End-to-End LiDAR optimization for 3D point cloud registration

End-to-End LiDAR optimization for 3D point cloud registration
Notice: This research summary and analysis were automatically generated using AI technology. For absolute accuracy, please refer to the [Original Paper Viewer] below or the Original ArXiv Source.

LiDAR sensors are a key modality for 3D perception, yet they are typically designed independently of downstream tasks such as point cloud registration. Conventional registration operates on pre-acquired datasets with fixed LiDAR configurations, leading to suboptimal data collection and significant computational overhead for sampling, noise filtering, and parameter tuning. In this work, we propose an adaptive LiDAR sensing framework that dynamically adjusts sensor parameters, jointly optimizing LiDAR acquisition and registration hyperparameters. By integrating registration feedback into the sensing loop, our approach optimally balances point density, noise, and sparsity, improving registration accuracy and efficiency. Evaluations in the CARLA simulation demonstrate that our method outperforms fixed-parameter baselines while retaining generalization abilities, highlighting the potential of adaptive LiDAR for autonomous perception and robotic applications.


💡 Research Summary

The paper introduces an end‑to‑end adaptive framework that jointly optimizes LiDAR acquisition parameters and point‑cloud registration hyper‑parameters, addressing the long‑standing separation between sensor design and downstream perception tasks. The authors argue that conventional pipelines treat LiDAR as a static data source, which leads to sub‑optimal point density, noise levels, and ultimately degraded registration performance. To close this gap, they propose a closed‑loop system where registration quality directly feeds back to adjust LiDAR settings such as pulse power, gain, beam divergence, saturation level, and pulse width.

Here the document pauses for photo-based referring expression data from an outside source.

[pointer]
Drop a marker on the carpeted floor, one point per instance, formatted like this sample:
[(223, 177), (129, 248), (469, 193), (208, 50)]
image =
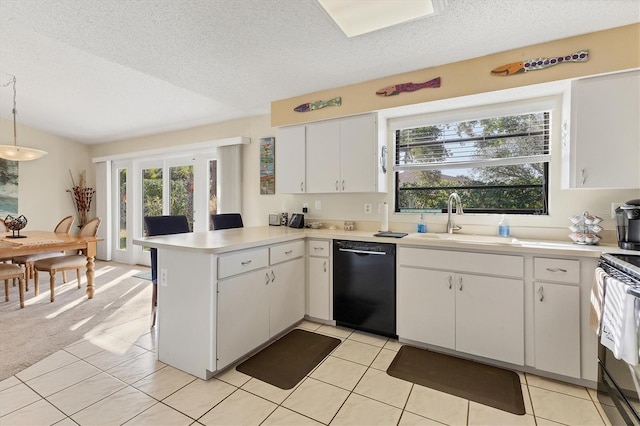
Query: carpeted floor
[(42, 328)]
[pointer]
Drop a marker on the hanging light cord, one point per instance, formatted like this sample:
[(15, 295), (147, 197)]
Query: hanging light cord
[(13, 82)]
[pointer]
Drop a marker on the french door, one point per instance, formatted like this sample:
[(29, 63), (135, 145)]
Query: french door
[(185, 185)]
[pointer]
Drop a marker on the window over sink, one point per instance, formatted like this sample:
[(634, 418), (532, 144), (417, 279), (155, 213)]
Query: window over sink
[(495, 158)]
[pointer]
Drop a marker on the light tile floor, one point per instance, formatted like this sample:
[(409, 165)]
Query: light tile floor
[(94, 382)]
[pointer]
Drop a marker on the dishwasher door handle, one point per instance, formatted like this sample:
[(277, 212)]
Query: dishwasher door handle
[(362, 251)]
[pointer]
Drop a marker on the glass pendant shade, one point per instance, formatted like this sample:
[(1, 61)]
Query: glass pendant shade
[(20, 153)]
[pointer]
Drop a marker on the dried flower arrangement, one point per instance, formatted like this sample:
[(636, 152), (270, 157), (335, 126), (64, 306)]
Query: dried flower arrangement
[(82, 197)]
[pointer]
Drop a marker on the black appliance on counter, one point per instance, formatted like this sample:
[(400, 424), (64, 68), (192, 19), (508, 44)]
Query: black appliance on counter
[(618, 381), (628, 225), (364, 286)]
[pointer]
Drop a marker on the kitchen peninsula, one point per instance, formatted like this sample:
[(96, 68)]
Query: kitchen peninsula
[(223, 294)]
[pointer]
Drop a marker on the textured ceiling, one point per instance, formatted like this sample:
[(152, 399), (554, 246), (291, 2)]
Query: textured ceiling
[(101, 70)]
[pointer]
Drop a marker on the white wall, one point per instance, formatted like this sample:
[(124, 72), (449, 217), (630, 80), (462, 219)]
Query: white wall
[(43, 199), (43, 184)]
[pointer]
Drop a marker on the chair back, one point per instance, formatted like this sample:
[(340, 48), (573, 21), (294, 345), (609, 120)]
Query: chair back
[(90, 229), (166, 225), (64, 226), (227, 221)]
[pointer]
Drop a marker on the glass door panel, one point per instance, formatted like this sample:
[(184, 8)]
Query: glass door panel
[(213, 190), (181, 190), (152, 193), (122, 209)]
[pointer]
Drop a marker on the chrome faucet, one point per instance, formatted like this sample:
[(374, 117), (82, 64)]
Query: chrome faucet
[(450, 226)]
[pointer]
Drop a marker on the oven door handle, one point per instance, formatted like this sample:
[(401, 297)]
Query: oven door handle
[(362, 251), (635, 292)]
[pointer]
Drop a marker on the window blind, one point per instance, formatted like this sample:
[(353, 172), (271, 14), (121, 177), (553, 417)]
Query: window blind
[(498, 141)]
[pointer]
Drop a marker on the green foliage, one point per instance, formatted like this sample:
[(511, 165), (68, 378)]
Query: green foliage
[(502, 188)]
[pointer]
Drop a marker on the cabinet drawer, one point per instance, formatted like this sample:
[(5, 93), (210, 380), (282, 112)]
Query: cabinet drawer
[(457, 261), (560, 270), (318, 248), (283, 252), (237, 263)]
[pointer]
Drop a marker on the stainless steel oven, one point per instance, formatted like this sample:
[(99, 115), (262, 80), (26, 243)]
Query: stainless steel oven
[(618, 380)]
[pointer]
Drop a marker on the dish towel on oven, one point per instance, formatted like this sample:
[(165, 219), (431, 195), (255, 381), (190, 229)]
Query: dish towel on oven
[(619, 321), (597, 293)]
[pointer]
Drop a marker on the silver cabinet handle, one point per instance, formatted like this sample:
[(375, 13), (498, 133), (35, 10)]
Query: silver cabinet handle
[(541, 293)]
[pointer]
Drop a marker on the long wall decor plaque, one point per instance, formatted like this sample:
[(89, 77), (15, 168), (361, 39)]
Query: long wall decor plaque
[(267, 166)]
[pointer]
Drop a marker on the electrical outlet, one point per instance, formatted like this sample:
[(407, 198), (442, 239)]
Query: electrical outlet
[(614, 206), (164, 277)]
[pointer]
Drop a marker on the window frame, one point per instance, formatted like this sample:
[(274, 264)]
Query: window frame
[(520, 107)]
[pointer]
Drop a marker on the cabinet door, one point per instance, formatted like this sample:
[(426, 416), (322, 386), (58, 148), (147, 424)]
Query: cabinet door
[(323, 157), (557, 328), (243, 315), (290, 160), (606, 131), (319, 296), (286, 295), (490, 317), (426, 306), (358, 156)]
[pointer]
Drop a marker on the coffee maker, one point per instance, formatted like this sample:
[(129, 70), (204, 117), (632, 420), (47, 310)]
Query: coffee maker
[(628, 225)]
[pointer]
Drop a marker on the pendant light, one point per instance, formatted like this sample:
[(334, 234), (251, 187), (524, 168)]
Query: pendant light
[(15, 152)]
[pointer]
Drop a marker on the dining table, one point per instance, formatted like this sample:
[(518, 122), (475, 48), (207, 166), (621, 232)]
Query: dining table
[(33, 242)]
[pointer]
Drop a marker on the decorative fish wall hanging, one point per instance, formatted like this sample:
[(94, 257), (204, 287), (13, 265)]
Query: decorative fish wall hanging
[(408, 87), (317, 105), (539, 63)]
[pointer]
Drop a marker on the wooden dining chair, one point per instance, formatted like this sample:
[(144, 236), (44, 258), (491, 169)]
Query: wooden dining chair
[(161, 225), (227, 221), (9, 271), (67, 262), (27, 261)]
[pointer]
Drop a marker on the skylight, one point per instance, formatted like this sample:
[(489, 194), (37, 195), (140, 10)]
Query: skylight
[(357, 17)]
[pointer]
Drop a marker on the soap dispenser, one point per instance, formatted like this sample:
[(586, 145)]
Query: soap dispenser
[(422, 225), (503, 226)]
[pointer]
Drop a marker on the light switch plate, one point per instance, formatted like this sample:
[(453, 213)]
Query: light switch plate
[(163, 277)]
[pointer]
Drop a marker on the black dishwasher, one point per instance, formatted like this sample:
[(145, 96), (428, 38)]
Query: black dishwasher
[(364, 286)]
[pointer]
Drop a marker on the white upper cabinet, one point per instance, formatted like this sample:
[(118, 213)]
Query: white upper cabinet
[(340, 155), (323, 157), (290, 160), (605, 132)]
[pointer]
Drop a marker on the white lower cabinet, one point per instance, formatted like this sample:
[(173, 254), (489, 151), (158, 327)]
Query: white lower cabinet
[(476, 314), (286, 295), (319, 280), (243, 315), (557, 317), (257, 305)]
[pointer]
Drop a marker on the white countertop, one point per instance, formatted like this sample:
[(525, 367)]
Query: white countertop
[(222, 241)]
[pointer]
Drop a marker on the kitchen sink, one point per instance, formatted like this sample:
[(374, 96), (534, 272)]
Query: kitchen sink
[(468, 238)]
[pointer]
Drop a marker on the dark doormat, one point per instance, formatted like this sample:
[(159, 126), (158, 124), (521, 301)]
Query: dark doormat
[(482, 383), (289, 359)]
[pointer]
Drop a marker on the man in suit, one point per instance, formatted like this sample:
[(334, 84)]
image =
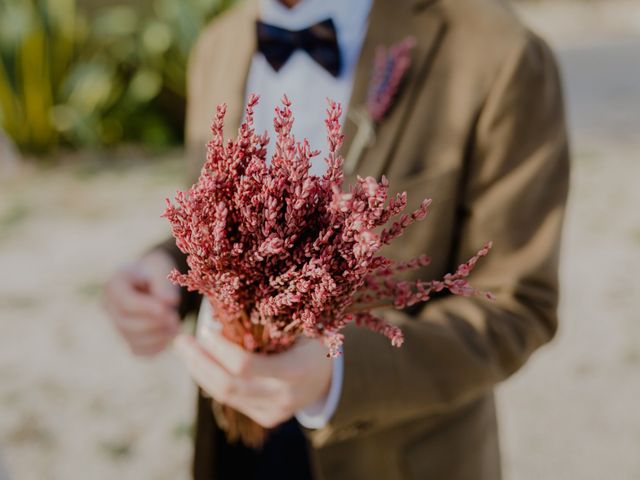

The technical core of the method is a unified optimization problem that minimizes the registration error (both translation and rotation) over a set of pose pairs. The LiDAR forward model f_lidar takes a 6‑DoF pose and a vector of sensor parameters Θ_lidar and produces a point cloud by simulating full transient waveforms, applying analog‑to‑digital conversion, peak detection, and clipping. The registration function f_reg consumes two point clouds generated with the same Θ_lidar and a set of registration parameters Θ_reg (voxel grid size, FPFH normal and feature radii, nearest‑neighbor count, correspondence distance threshold, and ICP iteration count).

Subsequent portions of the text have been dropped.